でも私はノロノロと両手で足を抱えて開き、エリオットによく見えるようにする。
「はっ……少しは反応してるじゃねえか」
じっくりとそこを眺め、エリオットは嘲笑する。
私は羞恥でカッと顔が熱くなった。
そして三月ウサギは生温いものを私に押しつけながら、残酷に笑った。
「今回の抗争じゃ、俺が一番手柄を立てたからな。ブラッドが報奨に、臨時休暇を
くれたんだ。だから××時間帯はここにとどまれる。
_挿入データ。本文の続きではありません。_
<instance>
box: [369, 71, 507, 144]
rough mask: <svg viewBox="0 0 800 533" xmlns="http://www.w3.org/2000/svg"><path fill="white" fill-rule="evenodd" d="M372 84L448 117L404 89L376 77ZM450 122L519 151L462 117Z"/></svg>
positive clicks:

嬉しいだろう?ナノ」
「…………」
媚びた答えを返しても、否定的な答えを返しても、結末は同じだ。
なら何もしゃべらない方が、体力が減らなくてすむ。
そして私はどんな表情を浮かべたのだろう。エリオットは酷薄な笑みで、
「そんな顔をして喜んでくれて嬉しいぜ。可愛い悲鳴を期待してるぜ、ナノ」
そう言って、エリオットは力ずくで押し入ってきた。

…………
目を開けると、燃えるような夕暮れに変わっていた。
気分は……最悪中の最悪だ。
私は貯水樽の下に放置され、髪も身体も泥で汚れている。下半身は、何度も何度も
放たれた白いもので汚されて、傷やアザがさらに増えている。
――というか、これだけ限界まで汚れた私に、よく頑張れますよね……。
私が男なら、こんな汚い子なんて、絶対その気にならないと思うんだけどなあ。
まあウサギさんは可愛い外見と裏腹に、精力強壮で有名な動物らしいけど。
で、当のエリオットは姿が見えない。小屋の中にも気配がない。
着替えるため、屋敷に一度戻ったのだろうか。
うう、傷口が汚れてる。破傷風とか、ンな現実的なもの無いですよね?……多分。
私はフラフラと起き上がり、服を……ひどいことをされている間にぬかるみに巻き
込まれたのか、泥でぐしゃぐしゃになったそれを拾う。
他に着る物がないので、仕方なくそれを着る。
乾いた泥が身体や髪にこびりつく。
その全身の気持ち悪さたるや、不思議の国に来て一位、二位を争うほど。
そして痛む身体を叱咤し、桶を持ってよろめきながら、私は川への道を歩いた。
夕暮れの風が冷たい。一歩ごとに体力と熱が奪われるようだった。

――あとお腹、空きましたね……。
結局、パンもスープも口にしていない。